Al-Qaeda magazine comes back fighting

2012-05-03 10:01
Washington - Al-Qaeda's English-language magazine has reappeared months after its founders were killed in a US missile strike, with calls for firebomb campaigns in the United States and chemical weapons attacks.

Defiantly boasting that it was "still publishing America's worst nightmare", al-Qaeda's affiliate in Yemen released the eighth and ninth issue of the "Inspire" magazine, which first appeared online in July 2010.

The issues eulogised as "martyrs" the two al-Qaeda figures who helped launch the publication, and then were killed in a US drone strike in September: Radical US-born cleric Anwar al-Awlaki and Samir Khan, a Pakistani-American.

"To the disappointment of our enemies, issue nine of Inspire magazine is out against all odds," an unsigned editorial note said. "Inspire is and will be an effective tool regardless of who is in charge of it."

In addition to specials on "Samir Khan: The Face of Joy" and "My Story with Al-Awlaki", the issue provides detailed instructions on how to ignite an "ember bomb" in the United States.

It suggested that the western state of Montana, with its rapid population growth in wooded areas, was a particularly auspicious place to set huge forest fires.

Weapons of mass destruction

"In America, there are more houses built in the [countryside] than in the cities," read the article signed by "The AQ Chef".

"It is difficult to choose a better place other than in the valleys of Montana where the population increases rapidly."

In the eighth issue, Awlaki speaks from the grave with an article entitled "Targeting the Populations of Countries that are at War with the Muslims" - explaining that weapons of mass destruction can and should be used.

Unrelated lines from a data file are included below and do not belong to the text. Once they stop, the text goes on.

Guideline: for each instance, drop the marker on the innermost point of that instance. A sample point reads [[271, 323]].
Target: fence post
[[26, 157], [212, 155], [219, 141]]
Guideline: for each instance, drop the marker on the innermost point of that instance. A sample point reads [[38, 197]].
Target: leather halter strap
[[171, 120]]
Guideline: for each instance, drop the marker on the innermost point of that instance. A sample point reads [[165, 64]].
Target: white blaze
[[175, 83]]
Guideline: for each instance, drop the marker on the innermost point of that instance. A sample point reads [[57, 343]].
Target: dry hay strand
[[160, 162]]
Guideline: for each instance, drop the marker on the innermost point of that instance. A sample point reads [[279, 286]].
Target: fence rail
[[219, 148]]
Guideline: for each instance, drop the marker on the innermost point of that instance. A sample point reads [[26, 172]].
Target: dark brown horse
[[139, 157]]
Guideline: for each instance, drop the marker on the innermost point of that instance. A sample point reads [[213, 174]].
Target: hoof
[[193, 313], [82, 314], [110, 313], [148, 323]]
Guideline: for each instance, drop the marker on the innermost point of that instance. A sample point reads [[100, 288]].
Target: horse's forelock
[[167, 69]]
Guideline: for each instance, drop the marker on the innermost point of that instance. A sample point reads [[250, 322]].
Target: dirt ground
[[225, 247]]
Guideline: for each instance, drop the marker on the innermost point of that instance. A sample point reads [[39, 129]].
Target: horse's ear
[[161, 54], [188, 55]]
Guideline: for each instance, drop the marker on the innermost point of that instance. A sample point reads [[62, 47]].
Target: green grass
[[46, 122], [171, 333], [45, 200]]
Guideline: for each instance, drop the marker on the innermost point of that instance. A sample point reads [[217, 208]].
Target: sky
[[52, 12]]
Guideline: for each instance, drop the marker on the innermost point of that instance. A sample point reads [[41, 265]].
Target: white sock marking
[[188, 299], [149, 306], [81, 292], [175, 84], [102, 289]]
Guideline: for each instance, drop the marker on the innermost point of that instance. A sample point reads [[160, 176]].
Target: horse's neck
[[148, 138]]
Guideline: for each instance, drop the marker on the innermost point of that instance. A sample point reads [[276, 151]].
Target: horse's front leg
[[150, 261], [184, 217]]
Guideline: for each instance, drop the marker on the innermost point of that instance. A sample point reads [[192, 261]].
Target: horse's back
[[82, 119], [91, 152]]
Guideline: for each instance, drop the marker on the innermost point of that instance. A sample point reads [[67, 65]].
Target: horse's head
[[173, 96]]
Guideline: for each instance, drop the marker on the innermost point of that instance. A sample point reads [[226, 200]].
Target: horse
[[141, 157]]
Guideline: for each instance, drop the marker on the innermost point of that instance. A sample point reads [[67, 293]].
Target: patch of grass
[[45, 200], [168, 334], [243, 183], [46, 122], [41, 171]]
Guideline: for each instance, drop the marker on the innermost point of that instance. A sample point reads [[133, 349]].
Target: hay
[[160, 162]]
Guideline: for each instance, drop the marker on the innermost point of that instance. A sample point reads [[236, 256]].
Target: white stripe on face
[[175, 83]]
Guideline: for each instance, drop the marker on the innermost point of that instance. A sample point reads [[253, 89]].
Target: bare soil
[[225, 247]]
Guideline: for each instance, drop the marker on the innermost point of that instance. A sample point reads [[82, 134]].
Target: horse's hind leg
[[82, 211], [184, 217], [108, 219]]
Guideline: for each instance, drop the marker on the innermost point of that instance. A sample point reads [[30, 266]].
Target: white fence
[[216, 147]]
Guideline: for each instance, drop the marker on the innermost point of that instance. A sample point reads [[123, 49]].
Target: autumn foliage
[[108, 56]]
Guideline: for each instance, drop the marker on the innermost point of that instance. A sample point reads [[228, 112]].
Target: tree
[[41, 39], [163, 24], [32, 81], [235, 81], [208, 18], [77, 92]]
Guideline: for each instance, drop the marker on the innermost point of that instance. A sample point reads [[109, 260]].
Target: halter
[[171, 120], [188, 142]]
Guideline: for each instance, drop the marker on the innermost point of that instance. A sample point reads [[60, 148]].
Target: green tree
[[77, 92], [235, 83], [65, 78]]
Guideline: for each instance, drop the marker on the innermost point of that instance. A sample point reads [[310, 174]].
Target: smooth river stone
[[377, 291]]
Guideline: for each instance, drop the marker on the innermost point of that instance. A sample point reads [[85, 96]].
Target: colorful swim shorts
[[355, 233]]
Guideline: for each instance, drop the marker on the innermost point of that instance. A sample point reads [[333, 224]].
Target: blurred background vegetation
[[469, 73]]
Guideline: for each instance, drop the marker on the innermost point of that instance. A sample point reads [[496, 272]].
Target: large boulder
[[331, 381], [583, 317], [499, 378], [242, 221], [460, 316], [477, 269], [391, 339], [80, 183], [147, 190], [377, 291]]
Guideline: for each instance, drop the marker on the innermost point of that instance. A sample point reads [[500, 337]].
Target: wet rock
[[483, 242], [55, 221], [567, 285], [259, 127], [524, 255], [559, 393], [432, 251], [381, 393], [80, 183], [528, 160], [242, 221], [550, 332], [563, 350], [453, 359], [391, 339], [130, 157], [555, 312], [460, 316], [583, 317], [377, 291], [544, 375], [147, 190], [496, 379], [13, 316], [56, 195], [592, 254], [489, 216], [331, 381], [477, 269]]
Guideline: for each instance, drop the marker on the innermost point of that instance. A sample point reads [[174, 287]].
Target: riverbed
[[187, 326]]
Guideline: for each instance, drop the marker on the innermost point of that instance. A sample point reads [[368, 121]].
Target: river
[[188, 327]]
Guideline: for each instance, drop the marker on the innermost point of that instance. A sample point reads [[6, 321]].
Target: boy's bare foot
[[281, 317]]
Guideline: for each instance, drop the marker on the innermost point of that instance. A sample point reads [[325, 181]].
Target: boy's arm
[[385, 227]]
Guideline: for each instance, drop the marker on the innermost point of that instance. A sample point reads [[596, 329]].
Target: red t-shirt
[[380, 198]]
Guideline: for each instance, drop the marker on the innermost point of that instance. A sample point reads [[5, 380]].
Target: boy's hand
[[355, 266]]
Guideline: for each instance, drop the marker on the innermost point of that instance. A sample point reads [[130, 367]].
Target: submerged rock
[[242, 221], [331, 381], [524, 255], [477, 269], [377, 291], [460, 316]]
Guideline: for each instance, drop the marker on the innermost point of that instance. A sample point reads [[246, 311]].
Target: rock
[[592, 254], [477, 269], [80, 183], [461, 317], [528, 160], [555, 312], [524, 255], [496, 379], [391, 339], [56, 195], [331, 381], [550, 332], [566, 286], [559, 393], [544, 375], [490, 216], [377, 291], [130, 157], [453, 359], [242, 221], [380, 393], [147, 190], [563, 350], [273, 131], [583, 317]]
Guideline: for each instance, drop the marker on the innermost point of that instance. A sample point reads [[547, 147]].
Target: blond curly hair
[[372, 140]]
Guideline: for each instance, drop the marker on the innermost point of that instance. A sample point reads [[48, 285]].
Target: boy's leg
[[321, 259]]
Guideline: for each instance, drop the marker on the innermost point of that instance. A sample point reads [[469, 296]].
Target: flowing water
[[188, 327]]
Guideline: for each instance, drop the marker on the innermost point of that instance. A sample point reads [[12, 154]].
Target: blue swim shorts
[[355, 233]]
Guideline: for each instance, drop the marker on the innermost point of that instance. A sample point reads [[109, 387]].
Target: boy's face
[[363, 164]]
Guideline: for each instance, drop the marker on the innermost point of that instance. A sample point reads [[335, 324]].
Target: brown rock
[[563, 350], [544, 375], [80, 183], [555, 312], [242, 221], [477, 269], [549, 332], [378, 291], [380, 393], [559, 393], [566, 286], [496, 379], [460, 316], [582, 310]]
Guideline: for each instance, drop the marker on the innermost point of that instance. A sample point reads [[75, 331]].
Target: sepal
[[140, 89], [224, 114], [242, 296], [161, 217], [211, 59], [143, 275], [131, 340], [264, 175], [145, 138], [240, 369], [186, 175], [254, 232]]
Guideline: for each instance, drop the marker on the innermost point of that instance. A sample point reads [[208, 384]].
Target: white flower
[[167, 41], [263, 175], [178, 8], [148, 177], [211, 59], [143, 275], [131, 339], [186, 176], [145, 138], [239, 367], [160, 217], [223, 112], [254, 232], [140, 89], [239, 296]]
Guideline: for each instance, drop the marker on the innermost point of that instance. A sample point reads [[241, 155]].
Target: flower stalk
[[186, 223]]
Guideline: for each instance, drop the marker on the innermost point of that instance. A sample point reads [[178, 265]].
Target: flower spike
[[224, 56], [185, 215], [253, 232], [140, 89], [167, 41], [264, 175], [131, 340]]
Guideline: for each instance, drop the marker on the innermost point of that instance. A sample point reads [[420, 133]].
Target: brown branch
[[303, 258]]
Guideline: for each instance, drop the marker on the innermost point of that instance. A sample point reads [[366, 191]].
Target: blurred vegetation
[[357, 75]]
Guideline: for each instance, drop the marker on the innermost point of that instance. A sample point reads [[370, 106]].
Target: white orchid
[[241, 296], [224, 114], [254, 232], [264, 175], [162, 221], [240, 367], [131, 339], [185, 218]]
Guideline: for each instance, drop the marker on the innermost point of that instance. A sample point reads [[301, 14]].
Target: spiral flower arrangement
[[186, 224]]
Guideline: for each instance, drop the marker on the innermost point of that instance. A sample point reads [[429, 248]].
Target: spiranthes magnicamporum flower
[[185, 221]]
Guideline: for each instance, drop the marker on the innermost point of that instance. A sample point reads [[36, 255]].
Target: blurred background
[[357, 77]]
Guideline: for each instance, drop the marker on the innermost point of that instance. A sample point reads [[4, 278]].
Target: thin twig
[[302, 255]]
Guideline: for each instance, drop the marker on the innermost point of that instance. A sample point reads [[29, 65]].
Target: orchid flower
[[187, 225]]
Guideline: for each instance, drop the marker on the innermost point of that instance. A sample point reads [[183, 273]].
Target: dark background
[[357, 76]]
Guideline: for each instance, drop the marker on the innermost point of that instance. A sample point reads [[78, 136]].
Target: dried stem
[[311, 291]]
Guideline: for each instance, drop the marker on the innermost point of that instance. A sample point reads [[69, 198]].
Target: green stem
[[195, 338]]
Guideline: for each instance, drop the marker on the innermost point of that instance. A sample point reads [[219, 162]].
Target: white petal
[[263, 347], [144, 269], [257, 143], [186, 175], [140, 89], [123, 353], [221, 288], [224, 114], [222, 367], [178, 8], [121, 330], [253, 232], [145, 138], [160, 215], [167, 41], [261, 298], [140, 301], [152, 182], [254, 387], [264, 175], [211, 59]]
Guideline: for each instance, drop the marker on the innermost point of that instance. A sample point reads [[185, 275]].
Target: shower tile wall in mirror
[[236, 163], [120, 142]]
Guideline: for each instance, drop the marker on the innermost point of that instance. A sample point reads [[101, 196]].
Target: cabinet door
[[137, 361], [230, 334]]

"The use of poisons or chemical and biological weapons against population centres is allowed and is strongly recommended due to its great effect on the enemy," the article read, listing the US, Britain and France as top targets.

The US-based IntelCentre, commenting on the release of the two issues, said Awlaki's article served as a "clear reminder" that groups linked to al-Qaeda see such attacks as permissible and greatly important.

"Even though al-Awlaki is no longer alive, his unmatched ability to inspire attacks will continue through his writings and statements, especially with new releases such as this," it said.

The issue also includes an eight-page special on how to remotely detonate a bomb, along with necessary parts and detailed step-by-step photographs, and advice on training with a handgun.

Yet for all the fanfare, both issues are riddled with spelling errors and clumsy English. An ad in the eighth issue asks for "persons who can help the Inspire team with research & translation".